Raúl Antonio Capote | Granma
* El odio es una herramienta política utilizada por los poderosos para dominar, es caldo de cultivo para la persecución y el genocidio.
Era octubre, comentarán las crónicas, y dirán que las principales ciudades del mundo amanecieron cubiertas de banderas israelíes; que las pantallas en las grandes avenidas presentaban imágenes de niños israelitas «secuestrados».
Las televisoras no se quedarán detrás en la avalancha de imágenes dantescas, sobre los acontecimientos en Israel y los «crímenes» de Hamás. Así le contarán los grandes medios al mundo lo que ha ocurrido en esa zona desde el pasado día 7.
No habrá una sola palabra de las causas del conflicto, que dura más de 75 años; ni una imagen de los niños palestinos asesinados ni de los bombardeos indiscriminados a la Franja de Gaza; nada del martirio de un pueblo condenado al exterminio, nada de los abusos de los ocupantes israelíes.
¿Quiénes levantan tantas oleadas de animadversión? ¿Cómo se logra que las personas aplaudan a los verdugos y condenen a las víctimas? Defender a Palestina significa ser acusado, de inmediato, de antisemita y terrorista.
Debemos tener en cuenta que el odio es una herramienta política utilizada por los poderosos para dominar, es caldo de cultivo para la persecución y el genocidio; el pueblo judío lo sufrió durante siglos, ese odio sembrado con habilidad en el inconsciente del pueblo alemán provocó el holocausto en el siglo XX.
Carlos Thiebaut, en su ensayo titulado Un odio que siempre nos acompañará, plantea: «El odio es una emoción, que puede ser manipulada –especialmente por demagogos–, y ha tenido históricamente gran poder movilizador».
Los nacionalsocialistas alemanes necesitaban un enemigo, el sionismo también. Ambos precisaban movilizar a sus pueblos contra un objetivo determinado, que justificara el uso de la fuerza, el despojo de los pueblos vecinos. Nada mejor que el odio para lograrlo.
Vivimos en un mundo en el que la libertad agoniza porque desaparece la verdad. Hemos sido testigos del accionar de los medios de desinformación masiva, perfectamente alineados con la narrativa del verdugo, o sería mejor afirmar de los verdugos, pues no debemos dejar solo a Israel en el banquillo de los acusados.
En esas condiciones el odio se convierte en algo tan cotidiano que parece natural. La rabia injustificada desfila y maldice, asesina con impunidad ante la mirada aterrada de unos pocos.
Todo vale. Las instituciones creadas para equilibrar los destinos del mundo callan o se comportan con timidez irresponsable.
Pero quienes guardan silencio cómplice deben saber que no hacer nada para defender a las víctimas del genocidio, los convierte en blancos de los homicidas: después vendrán por ellos.
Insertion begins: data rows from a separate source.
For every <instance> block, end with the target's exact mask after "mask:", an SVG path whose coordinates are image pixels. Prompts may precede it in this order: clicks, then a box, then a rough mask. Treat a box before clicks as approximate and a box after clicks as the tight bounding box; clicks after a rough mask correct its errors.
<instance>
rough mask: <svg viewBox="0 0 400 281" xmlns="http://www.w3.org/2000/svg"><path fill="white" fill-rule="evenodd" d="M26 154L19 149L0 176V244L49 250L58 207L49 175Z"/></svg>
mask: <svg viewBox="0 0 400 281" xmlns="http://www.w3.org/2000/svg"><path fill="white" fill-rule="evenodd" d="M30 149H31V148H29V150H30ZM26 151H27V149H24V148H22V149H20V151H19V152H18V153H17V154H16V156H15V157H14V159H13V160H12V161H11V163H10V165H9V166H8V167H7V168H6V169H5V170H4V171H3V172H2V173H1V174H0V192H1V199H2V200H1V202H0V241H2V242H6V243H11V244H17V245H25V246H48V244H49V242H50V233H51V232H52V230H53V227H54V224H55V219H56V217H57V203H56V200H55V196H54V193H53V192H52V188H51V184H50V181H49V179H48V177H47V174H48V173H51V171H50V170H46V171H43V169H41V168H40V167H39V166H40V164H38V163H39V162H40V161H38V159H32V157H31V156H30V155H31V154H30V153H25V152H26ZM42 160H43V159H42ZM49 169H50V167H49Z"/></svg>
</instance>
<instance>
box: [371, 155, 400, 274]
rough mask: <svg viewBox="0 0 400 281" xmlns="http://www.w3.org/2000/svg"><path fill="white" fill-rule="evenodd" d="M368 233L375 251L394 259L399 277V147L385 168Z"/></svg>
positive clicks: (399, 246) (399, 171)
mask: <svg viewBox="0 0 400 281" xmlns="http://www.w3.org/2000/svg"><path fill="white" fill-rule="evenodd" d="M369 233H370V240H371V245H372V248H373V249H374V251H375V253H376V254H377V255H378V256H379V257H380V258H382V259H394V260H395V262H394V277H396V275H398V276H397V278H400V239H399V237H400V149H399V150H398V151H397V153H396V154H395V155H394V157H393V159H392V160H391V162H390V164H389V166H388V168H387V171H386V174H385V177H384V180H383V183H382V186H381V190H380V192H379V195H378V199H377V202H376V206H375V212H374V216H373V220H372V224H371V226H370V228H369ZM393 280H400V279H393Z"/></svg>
El odio no es un sentimiento natural ni la verdad puede ser ocultada por mucho tiempo. Personas humildes, intelectuales, trabajadores, políticos honestos levantan sus voces para detener el nuevo holocausto.
Las imágenes de los niños, de las mujeres inmoladas al Moloch de la ambición, lograron romper el cerco comunicacional y llegaron al corazón de la gente.
Los abuelos contarán a sus nietos cómo el pueblo palestino hizo realidad sus sueños. Tenemos fe en que el amor moviliza más que el odio, es más profundo en los seres humanos; y tarde o temprano reverdece y se impone.